I don't think this does the right thing (it seems to iterate over items 0-199 over and over).

chipx86 11 years, 1 month ago

The queryset covers unmigrated diffs. Every time we do the .all()[:OBJECT_LIMIT], it re-evaluates, getting the first 200 unmigrated diffs. Since the last grouping have all been migrated, the first group of new unmigrated diffs will start at index 0. Running condensediffs a second time says that no diffs remain unmigrated.

I actually was doing .all()[j:j + OBJECT_LIMIT] at first, and saw that it was leaving things unmigrated and doing queries with 0 results, which is what made me realize what was happening there.
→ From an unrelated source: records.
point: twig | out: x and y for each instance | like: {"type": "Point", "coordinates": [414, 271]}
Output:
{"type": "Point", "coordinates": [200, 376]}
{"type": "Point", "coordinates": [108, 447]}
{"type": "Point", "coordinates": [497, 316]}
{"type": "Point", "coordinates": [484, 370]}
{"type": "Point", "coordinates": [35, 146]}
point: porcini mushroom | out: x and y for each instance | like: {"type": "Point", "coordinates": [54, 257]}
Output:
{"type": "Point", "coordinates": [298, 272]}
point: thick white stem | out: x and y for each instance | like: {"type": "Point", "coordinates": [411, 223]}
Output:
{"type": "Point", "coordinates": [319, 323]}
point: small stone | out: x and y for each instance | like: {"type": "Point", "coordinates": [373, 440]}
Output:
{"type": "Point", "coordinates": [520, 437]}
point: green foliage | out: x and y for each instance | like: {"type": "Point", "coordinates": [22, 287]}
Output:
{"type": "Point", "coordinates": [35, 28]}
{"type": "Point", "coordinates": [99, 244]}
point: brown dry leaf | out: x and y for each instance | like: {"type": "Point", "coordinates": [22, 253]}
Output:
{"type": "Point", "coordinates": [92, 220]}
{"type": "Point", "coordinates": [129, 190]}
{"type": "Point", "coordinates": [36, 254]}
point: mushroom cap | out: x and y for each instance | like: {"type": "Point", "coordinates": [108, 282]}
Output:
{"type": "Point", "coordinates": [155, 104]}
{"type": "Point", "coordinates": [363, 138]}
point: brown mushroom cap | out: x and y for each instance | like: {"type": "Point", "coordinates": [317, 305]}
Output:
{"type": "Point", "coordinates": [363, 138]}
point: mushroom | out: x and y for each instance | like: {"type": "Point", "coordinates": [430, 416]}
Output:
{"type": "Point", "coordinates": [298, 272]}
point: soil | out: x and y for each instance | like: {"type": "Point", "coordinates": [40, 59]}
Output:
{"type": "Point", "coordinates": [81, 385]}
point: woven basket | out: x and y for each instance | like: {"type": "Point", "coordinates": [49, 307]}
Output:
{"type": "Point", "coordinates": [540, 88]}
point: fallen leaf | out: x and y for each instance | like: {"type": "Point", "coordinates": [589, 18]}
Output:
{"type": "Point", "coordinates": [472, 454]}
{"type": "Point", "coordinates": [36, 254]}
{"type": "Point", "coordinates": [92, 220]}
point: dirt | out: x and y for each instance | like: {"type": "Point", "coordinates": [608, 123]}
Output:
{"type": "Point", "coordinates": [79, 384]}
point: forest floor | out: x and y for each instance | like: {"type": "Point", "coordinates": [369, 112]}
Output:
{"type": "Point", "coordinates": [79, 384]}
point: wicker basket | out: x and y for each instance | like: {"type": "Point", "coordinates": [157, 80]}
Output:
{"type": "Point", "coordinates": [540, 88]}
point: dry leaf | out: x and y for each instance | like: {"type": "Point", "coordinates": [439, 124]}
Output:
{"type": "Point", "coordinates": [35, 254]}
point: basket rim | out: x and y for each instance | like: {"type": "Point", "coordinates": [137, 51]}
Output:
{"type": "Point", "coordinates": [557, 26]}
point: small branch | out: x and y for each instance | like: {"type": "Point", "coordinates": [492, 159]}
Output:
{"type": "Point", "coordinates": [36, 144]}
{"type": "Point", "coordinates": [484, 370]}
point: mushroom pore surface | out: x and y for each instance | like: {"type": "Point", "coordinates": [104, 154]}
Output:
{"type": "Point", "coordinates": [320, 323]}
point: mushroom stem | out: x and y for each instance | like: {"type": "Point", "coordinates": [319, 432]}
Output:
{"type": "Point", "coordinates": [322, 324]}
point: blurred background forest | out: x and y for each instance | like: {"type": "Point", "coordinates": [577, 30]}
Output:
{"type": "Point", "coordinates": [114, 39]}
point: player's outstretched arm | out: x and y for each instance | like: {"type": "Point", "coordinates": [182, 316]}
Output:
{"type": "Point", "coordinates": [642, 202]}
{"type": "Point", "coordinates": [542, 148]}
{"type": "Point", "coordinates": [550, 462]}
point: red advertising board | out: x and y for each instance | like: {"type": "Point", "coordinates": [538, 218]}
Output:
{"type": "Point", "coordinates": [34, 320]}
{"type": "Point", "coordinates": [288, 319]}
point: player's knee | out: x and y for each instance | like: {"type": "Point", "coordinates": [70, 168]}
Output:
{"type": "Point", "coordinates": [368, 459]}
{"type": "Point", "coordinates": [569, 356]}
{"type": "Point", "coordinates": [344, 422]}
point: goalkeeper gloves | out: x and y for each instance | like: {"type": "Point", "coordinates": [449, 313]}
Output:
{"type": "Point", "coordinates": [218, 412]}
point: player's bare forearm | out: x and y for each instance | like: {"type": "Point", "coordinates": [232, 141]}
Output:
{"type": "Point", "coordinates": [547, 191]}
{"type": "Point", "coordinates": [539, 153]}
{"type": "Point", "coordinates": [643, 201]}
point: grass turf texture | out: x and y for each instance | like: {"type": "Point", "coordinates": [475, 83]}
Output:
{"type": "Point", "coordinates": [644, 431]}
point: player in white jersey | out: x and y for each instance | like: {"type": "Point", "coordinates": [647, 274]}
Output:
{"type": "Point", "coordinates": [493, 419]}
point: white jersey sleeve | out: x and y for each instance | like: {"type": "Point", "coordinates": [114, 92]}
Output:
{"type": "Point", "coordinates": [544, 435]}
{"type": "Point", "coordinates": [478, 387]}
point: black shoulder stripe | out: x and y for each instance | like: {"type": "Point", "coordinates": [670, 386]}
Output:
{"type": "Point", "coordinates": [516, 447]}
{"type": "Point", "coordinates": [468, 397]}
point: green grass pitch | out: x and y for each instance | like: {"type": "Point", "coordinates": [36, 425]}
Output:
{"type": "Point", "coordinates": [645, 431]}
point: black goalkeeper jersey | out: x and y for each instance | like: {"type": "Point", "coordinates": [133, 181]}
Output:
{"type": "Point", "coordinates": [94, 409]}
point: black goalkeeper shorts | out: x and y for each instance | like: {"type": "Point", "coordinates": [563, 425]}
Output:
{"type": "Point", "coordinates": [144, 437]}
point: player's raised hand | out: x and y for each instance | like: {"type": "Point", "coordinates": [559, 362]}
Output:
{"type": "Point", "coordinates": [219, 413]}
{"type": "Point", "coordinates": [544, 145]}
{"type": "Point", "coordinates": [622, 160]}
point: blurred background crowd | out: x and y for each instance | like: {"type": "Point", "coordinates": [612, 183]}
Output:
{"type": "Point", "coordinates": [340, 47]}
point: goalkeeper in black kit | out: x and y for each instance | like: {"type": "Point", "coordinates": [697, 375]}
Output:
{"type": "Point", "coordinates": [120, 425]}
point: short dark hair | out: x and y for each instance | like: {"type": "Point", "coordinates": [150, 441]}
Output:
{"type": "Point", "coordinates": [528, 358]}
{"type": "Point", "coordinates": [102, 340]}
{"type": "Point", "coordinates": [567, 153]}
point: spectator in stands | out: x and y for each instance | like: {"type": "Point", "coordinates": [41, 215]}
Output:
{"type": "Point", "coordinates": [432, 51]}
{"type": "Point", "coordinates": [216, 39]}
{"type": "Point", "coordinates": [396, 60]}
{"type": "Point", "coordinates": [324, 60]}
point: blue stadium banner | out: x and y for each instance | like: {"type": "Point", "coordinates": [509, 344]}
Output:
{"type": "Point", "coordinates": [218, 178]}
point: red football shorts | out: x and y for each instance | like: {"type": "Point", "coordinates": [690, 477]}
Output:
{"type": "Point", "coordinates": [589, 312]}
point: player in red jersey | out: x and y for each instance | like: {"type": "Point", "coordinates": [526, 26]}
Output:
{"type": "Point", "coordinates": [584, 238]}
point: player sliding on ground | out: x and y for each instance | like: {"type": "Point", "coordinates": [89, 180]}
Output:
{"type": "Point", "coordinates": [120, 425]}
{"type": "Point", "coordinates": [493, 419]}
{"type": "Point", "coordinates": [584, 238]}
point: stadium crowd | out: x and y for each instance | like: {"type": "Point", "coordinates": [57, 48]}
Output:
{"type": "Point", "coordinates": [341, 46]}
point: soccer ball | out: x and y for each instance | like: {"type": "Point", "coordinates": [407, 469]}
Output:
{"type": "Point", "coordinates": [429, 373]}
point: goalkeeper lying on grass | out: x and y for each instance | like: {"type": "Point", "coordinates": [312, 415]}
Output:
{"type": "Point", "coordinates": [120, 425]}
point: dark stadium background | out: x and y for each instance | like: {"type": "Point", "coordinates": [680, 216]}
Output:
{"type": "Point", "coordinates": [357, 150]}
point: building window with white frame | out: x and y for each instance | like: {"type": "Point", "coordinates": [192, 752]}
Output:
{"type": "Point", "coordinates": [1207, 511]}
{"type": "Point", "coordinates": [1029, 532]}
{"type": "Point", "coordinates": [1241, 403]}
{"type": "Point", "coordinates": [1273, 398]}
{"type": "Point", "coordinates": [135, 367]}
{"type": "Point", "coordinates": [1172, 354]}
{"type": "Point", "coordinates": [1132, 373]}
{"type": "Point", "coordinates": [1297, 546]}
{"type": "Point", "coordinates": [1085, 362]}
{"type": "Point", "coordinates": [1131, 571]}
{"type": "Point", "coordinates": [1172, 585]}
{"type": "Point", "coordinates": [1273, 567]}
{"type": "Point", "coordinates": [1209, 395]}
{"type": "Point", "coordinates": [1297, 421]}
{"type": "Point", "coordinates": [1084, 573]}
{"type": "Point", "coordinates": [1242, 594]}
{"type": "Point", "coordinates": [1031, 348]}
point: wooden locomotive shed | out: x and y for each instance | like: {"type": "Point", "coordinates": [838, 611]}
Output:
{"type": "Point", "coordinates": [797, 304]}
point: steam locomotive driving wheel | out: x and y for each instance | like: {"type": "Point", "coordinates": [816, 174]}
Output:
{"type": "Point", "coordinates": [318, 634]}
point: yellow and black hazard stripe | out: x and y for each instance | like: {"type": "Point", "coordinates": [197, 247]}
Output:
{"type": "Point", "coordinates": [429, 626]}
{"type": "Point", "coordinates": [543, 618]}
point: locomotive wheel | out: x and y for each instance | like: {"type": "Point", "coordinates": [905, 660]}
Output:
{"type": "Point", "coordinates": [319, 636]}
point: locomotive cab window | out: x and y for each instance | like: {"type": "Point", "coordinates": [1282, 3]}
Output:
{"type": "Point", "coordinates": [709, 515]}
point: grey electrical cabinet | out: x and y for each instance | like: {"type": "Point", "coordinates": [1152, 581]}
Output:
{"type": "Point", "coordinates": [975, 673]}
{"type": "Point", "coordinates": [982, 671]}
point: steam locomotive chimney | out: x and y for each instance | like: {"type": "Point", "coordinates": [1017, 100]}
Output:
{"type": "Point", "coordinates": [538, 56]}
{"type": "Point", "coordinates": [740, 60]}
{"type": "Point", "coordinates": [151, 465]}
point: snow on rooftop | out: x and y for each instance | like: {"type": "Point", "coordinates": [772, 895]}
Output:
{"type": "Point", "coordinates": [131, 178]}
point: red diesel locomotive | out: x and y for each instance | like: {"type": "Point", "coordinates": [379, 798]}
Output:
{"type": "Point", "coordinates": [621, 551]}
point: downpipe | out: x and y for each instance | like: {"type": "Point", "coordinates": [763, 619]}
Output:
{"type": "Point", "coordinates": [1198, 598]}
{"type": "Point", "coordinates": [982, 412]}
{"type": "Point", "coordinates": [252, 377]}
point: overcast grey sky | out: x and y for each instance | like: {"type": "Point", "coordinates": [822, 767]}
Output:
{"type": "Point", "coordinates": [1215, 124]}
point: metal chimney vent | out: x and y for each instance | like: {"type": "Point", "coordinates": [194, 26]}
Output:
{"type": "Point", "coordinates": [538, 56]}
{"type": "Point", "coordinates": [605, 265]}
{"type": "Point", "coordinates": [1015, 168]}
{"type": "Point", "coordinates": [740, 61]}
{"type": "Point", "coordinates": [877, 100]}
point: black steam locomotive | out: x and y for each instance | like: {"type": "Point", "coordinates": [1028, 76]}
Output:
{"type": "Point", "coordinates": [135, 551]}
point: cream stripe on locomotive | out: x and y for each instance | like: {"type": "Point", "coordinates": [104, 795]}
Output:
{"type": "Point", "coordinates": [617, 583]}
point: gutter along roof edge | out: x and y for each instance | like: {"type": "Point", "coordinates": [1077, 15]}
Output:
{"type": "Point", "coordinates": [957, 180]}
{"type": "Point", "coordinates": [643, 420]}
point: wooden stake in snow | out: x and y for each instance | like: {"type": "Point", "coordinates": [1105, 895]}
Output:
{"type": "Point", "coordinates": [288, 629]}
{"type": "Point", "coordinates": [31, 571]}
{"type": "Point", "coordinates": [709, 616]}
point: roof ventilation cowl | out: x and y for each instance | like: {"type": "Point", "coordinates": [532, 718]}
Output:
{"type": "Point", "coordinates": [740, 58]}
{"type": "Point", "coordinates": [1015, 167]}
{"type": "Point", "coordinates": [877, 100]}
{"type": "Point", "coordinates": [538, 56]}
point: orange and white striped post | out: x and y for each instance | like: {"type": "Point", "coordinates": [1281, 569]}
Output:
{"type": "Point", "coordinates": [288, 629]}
david 11 years, 1 month ago

Since we both made the same mistake, I think this deserves a comment. You might also change filediffs to be something like unmigrated_filediffs for clarity.

Change Summary:


Added some doc comments.
Renamed filediffs to unmigrated_filediffs.
Switch the while loop to a for loop.

Commit:

05a5f75b56ec6b51fd8b114ac60539390b934606

eb69fb2ed2be744dbb8ce33082894f9284055808

Diff:

Revision 2 (+33 -13)

Show changes

	reviewboard/diffviewer/managers.py
	reviewboard/diffviewer/management/commands/condensediffs.py

This is a review from Review Bot.
  Tool: PEP8 Style Checker
  Processed Files:
    reviewboard/diffviewer/management/commands/condensediffs.py
    reviewboard/diffviewer/managers.py
  Ignored Files:

This is a review from Review Bot.
  Tool: Pyflakes
  Processed Files:
    reviewboard/diffviewer/management/commands/condensediffs.py
    reviewboard/diffviewer/managers.py
  Ignored Files:

Ship it!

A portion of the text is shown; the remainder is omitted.